Ashish Sabadra – Deutsche Bank
Thanks.
Operator
Next, we’ll take (inaudible) with Morgan Stanley.
Unidentified Analyst
Yeah. Thank you.
Regarding the third-party processing license and you just received in the three countries that you talk about. Can you talk about when you’ll be able to start generating revenues in the countries into those countries?
Peter Harrington
Yes. Well we generate revenue obviously in those countries today.
As we’ve said we’ve always been focused on the Tier 2 and Tier 3 banks. And what I’m excited about with this was since we’re able to use that we continue to bring value to that segment of the business.
And so we’ll be able to sponsor them where they will have to get their own kind of principle license to MasterCard. And so, we have banks who – we have couple of banks already that we know we can use that license for.
Now, again we’re going to have to implement them on to the platform and like any other card or POS business that will take some time, we’ll see the revenue in 2014.
Unidentified Analyst
Got it. And are there any other source that might have to license us that you’re currently applying for whether inside or outside of the three countries that you talked about?
Peter Harrington
Well, I think – I think the obvious question would be we’re going to go knock on the guys on the other side of the street next. And we’re going to look to expand that license to be able to acquire directly acquire.
Unidentified Analyst
Right. Okay.
Peter Harrington
But this one I think was the right first step and we’re very excited to get the first step done. And so now want to try to expand it beyond just those three countries and second we’d add to it.
Unidentified Analyst
Thank you.
Operator
(Operator Instructions). We’ll move next to John Williams with UBS.
John Williams – UBS
Hey, good evening. Thanks for taking my question.
Couple of quick ones, first, as we look at the margin seasonality within the three businesses I guess it looks like you’re back towards starting what look like a 2011 cadence through the year. And I just wanted to make sure that’s the right way to think about it really for the three segments as we go forward.

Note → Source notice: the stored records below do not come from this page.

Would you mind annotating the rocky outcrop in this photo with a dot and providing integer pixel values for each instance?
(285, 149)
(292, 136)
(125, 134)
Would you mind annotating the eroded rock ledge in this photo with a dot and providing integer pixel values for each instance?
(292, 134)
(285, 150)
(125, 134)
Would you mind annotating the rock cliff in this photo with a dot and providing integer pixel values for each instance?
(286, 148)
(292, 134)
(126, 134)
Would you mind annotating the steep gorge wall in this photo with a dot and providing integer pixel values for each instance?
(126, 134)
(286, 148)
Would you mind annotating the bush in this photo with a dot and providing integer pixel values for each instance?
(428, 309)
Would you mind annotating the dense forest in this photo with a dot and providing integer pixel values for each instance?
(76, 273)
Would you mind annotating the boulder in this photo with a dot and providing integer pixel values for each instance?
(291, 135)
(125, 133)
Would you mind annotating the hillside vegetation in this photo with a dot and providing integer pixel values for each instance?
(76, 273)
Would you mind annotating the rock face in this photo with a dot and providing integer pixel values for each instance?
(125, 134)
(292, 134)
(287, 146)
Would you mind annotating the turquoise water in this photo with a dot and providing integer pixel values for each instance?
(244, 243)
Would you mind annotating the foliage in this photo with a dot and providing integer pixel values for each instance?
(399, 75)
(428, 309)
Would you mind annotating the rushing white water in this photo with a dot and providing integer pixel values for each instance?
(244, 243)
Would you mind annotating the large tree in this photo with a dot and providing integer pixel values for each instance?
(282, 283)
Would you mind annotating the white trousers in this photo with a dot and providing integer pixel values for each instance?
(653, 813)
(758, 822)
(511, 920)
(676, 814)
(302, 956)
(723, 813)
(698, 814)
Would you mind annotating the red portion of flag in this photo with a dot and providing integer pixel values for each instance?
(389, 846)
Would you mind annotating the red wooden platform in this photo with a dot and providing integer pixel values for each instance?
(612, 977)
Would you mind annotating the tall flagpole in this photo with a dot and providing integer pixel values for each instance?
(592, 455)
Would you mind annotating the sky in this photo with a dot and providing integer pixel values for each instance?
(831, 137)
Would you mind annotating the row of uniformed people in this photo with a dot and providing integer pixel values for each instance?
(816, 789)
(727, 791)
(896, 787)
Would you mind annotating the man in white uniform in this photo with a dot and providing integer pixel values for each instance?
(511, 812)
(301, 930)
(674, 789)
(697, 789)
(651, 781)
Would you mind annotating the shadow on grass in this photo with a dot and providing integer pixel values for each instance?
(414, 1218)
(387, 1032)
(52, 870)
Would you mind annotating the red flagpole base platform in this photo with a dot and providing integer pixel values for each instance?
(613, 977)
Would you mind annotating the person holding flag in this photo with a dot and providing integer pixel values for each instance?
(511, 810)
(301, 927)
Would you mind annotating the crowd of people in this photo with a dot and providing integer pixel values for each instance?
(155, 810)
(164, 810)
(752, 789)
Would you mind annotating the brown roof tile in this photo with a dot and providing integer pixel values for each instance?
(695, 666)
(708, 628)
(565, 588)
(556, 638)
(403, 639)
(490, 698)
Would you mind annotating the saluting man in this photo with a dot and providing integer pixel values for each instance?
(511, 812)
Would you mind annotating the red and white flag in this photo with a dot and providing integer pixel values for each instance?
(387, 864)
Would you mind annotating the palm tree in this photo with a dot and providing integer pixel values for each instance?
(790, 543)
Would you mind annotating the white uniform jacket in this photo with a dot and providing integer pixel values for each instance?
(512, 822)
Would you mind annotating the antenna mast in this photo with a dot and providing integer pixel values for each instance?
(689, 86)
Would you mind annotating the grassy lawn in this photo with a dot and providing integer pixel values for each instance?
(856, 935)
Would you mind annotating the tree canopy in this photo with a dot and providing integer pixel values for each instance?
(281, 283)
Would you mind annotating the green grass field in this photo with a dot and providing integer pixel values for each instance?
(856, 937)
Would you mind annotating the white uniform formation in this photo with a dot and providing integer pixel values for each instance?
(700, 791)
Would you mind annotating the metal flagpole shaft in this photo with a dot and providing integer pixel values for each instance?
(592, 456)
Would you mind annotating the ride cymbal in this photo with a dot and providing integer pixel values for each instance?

I guess secondly on the transaction growth within the segment to the extent that you can give us volume or transaction these sort of growth rates or numbers that would be helpful just for modeling purposes. Thanks.
Juan José Román
In terms of our business you’re right. In the second half we will see an increase in our transaction in our Payment businesses in both Merchant Acquiring and Payment.
That incremental revenue bring incremental or non-incremental cost. So, in the second half we will see not only higher revenues, it will accelerate our revenues but most important it will accelerate our margins even faster because in those two businesses as a reminder it’s where we have the most significant margins.
Business Solutions is also – grows it accelerated the margins especially as Peter mentioned we have certain projects there we complete you will see not only the accelerated revenue growth but also it will at lower margins.
John Williams – UBS
Okay. And to the extent, that you can give us Merchant Acquiring volume growth and transaction within Payment Processing, I know it’s a driver in a lot of our models so whether it’s a percentage or an actual numbers you could give that, that would be helpful.
Thanks.
Peter Harrington
Okay. Yeah, we’re still working on that.
John Williams – UBS
Okay.
Operator
And now that’s conclude our question and answer session. At this time I’ll turn the call back over to Peter Harrington, President and CEO for any final or concluding remarks.
Peter Harrington
Okay. Just want to finish by saying thank you very much for your support.
And we are very excited first and foremost about implementing the dividend and secondly about things that we’re doing today that’s continuing to drive momentum in the business. And we look forward to speaking to you after the third quarter.
Operator
And everyone, that does conclude our conference call for today. Thank you all for your participation.